Jonathan Franzen, Freedom
Follows a couple as they meet, marry, breed, and then fall apart
Let’s say you have to drive cross-country. Or, let’s say you have to drive North to South. Three days worth of driving. America, the open road. You’ll make it to Florida eventually. What would you like to listen to during the 24 hours to get there? Something sweeping, and big, but wholly of modern America. A journey for your journey. Jonathan Franzen wrote a book just for you and your road trip, and it’s called Freedom.
Franzen’s follow-up to the obscenely popular The Corrections follows the lives of Minnesotans Patty and Walter Berglund from the eighties to the aughts, as they meet, marry, breed, and then fall apart, all in an epic, generation-defining fashion. As one character muses about these complex, imperfect, and mostly damned characters early in the book, “I don’t think they’ve figured out yet how to live.”
Patty’s a former athlete who committed her competitive spirit to being the best damn mother in the Midwest. Walter’s a dreamy environmentalist working within the confines of corporate America. Thrown into the mix is one of the undeniably coolest characters in recent fictional memory: Walter’s best college friend (and Patty’s longtime secret crush) Richard, a punk rock musician who moved to New York and never quite made it beyond the bottom rung of cult status. Richard lives in a particular kind of purgatory: he makes a living building decks for spoiled New Yorkers.

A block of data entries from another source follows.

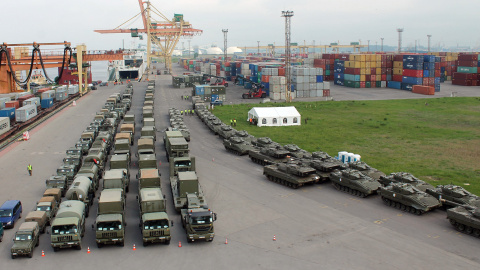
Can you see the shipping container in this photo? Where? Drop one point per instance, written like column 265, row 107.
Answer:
column 25, row 113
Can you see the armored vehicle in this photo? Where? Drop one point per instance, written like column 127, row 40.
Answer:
column 110, row 221
column 452, row 195
column 403, row 177
column 465, row 219
column 57, row 181
column 26, row 239
column 68, row 227
column 40, row 217
column 365, row 169
column 269, row 155
column 226, row 131
column 153, row 217
column 238, row 146
column 354, row 182
column 291, row 174
column 197, row 219
column 186, row 183
column 408, row 198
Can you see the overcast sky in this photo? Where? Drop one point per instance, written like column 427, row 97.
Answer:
column 248, row 21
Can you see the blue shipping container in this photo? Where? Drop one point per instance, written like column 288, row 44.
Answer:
column 8, row 112
column 46, row 103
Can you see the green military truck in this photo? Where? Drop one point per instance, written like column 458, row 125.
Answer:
column 110, row 223
column 68, row 227
column 154, row 219
column 197, row 219
column 117, row 178
column 185, row 183
column 82, row 190
column 25, row 240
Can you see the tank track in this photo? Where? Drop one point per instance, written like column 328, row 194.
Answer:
column 282, row 182
column 349, row 190
column 402, row 207
column 465, row 228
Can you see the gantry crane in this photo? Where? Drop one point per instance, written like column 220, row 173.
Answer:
column 164, row 33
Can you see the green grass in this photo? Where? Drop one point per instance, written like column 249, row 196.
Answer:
column 438, row 142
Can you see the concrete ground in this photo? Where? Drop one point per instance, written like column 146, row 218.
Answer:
column 316, row 227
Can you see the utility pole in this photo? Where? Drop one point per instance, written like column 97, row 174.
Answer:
column 288, row 15
column 225, row 31
column 400, row 31
column 429, row 36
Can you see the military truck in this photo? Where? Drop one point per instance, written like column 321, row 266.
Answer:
column 291, row 174
column 68, row 227
column 185, row 183
column 117, row 178
column 25, row 240
column 126, row 136
column 269, row 155
column 48, row 205
column 82, row 190
column 110, row 223
column 403, row 177
column 365, row 169
column 40, row 217
column 226, row 131
column 238, row 146
column 145, row 146
column 176, row 147
column 57, row 181
column 354, row 182
column 408, row 198
column 68, row 171
column 197, row 219
column 181, row 164
column 122, row 147
column 154, row 220
column 149, row 132
column 452, row 196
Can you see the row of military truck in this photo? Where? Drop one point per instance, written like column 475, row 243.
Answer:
column 77, row 180
column 294, row 167
column 188, row 197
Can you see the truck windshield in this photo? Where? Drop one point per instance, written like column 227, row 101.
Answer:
column 5, row 213
column 109, row 226
column 64, row 229
column 201, row 220
column 43, row 208
column 23, row 237
column 155, row 224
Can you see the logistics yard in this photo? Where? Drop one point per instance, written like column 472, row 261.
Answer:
column 314, row 227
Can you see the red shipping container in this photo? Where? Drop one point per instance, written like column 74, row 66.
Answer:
column 413, row 73
column 12, row 104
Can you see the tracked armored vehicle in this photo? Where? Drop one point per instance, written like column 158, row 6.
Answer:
column 291, row 174
column 408, row 198
column 403, row 177
column 365, row 169
column 354, row 182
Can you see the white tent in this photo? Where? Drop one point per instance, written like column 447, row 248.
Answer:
column 275, row 116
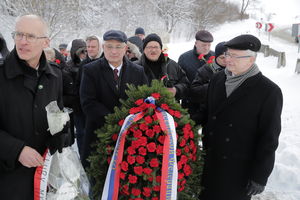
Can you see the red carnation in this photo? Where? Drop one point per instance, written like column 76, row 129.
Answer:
column 149, row 133
column 151, row 147
column 131, row 150
column 140, row 159
column 142, row 151
column 135, row 191
column 130, row 159
column 143, row 127
column 114, row 137
column 121, row 122
column 132, row 179
column 138, row 170
column 159, row 149
column 139, row 102
column 156, row 129
column 146, row 191
column 154, row 162
column 155, row 95
column 147, row 171
column 124, row 166
column 148, row 119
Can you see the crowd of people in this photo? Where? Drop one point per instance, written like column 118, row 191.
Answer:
column 223, row 90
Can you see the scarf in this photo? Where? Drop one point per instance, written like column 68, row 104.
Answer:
column 233, row 82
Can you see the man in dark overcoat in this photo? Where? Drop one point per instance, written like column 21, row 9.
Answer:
column 27, row 84
column 103, row 84
column 242, row 125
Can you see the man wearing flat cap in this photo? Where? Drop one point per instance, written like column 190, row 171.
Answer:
column 194, row 59
column 241, row 127
column 104, row 82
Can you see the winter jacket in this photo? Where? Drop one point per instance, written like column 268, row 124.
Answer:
column 169, row 69
column 240, row 136
column 24, row 94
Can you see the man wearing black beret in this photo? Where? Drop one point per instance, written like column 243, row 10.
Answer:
column 104, row 82
column 241, row 126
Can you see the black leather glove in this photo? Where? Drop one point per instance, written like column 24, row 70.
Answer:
column 254, row 188
column 60, row 140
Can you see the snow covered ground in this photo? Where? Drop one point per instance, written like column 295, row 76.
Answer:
column 284, row 182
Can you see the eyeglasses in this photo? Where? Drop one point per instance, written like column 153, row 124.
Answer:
column 111, row 47
column 229, row 55
column 28, row 36
column 152, row 47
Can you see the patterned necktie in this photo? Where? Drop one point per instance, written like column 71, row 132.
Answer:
column 116, row 77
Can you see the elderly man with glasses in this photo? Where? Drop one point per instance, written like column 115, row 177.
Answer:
column 241, row 125
column 103, row 84
column 27, row 84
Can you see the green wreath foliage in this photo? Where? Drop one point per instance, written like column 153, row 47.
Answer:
column 105, row 144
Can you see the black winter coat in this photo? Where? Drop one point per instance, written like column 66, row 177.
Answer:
column 100, row 93
column 169, row 67
column 23, row 120
column 240, row 136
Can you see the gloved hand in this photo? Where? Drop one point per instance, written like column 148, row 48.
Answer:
column 60, row 140
column 254, row 188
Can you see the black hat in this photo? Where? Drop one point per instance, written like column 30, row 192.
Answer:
column 220, row 49
column 115, row 35
column 244, row 42
column 204, row 36
column 62, row 46
column 139, row 30
column 152, row 37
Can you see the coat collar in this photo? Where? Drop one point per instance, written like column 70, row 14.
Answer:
column 14, row 65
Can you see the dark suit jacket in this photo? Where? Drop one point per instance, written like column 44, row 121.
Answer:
column 240, row 136
column 100, row 93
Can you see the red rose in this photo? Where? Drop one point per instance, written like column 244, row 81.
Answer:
column 148, row 120
column 143, row 127
column 156, row 129
column 154, row 162
column 122, row 176
column 161, row 139
column 114, row 137
column 135, row 192
column 156, row 188
column 121, row 122
column 158, row 179
column 149, row 133
column 146, row 191
column 131, row 150
column 139, row 102
column 155, row 95
column 138, row 170
column 130, row 159
column 147, row 171
column 159, row 149
column 140, row 159
column 151, row 147
column 132, row 179
column 124, row 166
column 142, row 151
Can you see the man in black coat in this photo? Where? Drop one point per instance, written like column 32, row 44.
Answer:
column 104, row 83
column 242, row 125
column 161, row 67
column 27, row 84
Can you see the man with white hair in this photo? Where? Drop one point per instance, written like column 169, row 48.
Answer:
column 27, row 84
column 241, row 127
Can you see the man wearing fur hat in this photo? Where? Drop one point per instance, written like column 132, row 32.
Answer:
column 241, row 127
column 160, row 66
column 103, row 84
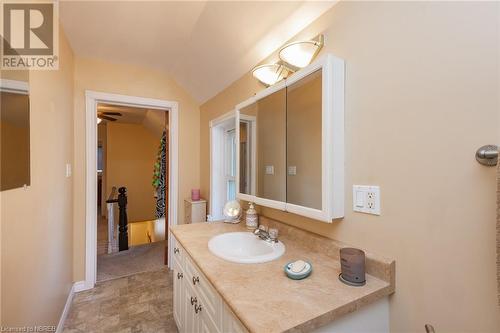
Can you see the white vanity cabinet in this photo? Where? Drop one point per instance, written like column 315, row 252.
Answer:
column 197, row 306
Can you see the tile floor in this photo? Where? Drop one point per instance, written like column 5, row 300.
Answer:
column 138, row 303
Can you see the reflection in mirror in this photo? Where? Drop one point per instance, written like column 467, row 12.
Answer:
column 271, row 146
column 304, row 107
column 248, row 123
column 15, row 130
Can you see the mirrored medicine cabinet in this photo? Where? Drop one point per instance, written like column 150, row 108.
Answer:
column 290, row 143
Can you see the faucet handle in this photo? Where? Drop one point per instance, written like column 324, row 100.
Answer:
column 273, row 234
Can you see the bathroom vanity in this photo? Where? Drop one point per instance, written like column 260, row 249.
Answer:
column 215, row 295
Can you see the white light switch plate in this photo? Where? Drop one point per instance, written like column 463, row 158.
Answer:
column 68, row 170
column 366, row 199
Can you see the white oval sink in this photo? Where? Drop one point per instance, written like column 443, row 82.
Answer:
column 245, row 248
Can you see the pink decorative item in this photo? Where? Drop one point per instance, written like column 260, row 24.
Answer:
column 195, row 194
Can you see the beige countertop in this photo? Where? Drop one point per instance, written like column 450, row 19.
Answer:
column 261, row 295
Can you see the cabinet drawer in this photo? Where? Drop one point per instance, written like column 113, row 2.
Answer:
column 178, row 255
column 208, row 296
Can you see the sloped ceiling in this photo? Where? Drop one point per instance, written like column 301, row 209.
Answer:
column 202, row 45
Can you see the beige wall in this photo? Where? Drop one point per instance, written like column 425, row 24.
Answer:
column 135, row 81
column 131, row 155
column 36, row 223
column 422, row 94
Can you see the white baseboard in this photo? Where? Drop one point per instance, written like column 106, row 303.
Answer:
column 77, row 287
column 67, row 306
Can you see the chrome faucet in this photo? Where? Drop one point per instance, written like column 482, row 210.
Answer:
column 262, row 233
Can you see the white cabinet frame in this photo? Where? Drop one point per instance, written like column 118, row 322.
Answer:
column 332, row 164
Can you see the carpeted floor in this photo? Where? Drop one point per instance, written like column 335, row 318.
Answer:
column 140, row 258
column 137, row 303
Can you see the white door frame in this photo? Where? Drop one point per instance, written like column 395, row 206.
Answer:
column 216, row 152
column 91, row 100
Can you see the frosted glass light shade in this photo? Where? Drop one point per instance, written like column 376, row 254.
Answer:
column 269, row 74
column 300, row 54
column 232, row 211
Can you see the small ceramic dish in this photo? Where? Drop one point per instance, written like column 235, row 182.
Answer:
column 300, row 275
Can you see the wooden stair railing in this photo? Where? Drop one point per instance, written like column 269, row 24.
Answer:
column 122, row 219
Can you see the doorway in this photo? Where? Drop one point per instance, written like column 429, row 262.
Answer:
column 132, row 155
column 222, row 163
column 93, row 101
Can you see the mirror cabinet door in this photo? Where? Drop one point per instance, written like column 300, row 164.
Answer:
column 271, row 147
column 304, row 139
column 247, row 149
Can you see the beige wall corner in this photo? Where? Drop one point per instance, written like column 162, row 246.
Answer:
column 422, row 89
column 130, row 80
column 36, row 223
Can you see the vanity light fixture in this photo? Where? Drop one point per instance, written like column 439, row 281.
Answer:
column 300, row 54
column 269, row 74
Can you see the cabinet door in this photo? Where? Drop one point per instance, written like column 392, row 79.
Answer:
column 271, row 147
column 304, row 142
column 207, row 325
column 179, row 300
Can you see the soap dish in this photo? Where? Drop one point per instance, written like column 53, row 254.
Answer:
column 300, row 275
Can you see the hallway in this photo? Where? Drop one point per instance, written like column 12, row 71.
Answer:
column 137, row 259
column 138, row 303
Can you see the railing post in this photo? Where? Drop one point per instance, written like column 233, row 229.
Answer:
column 123, row 221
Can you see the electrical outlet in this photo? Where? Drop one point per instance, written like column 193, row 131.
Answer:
column 366, row 199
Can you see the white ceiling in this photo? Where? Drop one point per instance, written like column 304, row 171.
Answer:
column 204, row 46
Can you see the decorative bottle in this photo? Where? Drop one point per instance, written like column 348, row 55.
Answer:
column 252, row 219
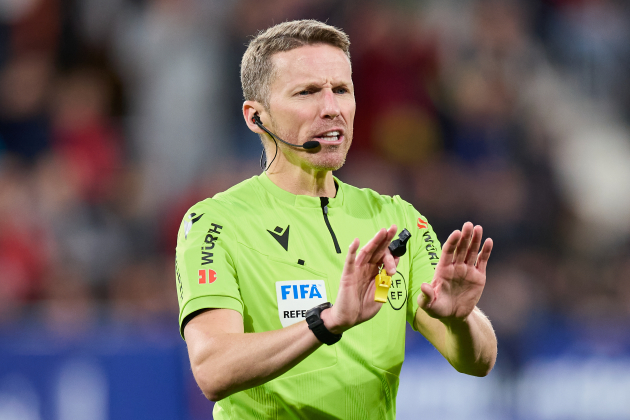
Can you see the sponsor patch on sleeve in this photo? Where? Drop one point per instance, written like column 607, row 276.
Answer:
column 295, row 297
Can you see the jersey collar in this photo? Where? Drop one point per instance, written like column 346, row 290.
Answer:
column 300, row 200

Who else? White trash neighbors hell bent on stealing the love of the Berglund’s beloved son Joey. The Berglund’s straight-as-an-arrow daughter Jessica, who might just save the world one day. There’s also Walter’s stunning, mysterious and exotic assistant. And birds – one of Franzen’s real life passions – as far as the eye can see. As a bonus, David LeDoux narrates this bestselling novel with clarity and passion, the perfect voice in your head to bring you safely to your destination.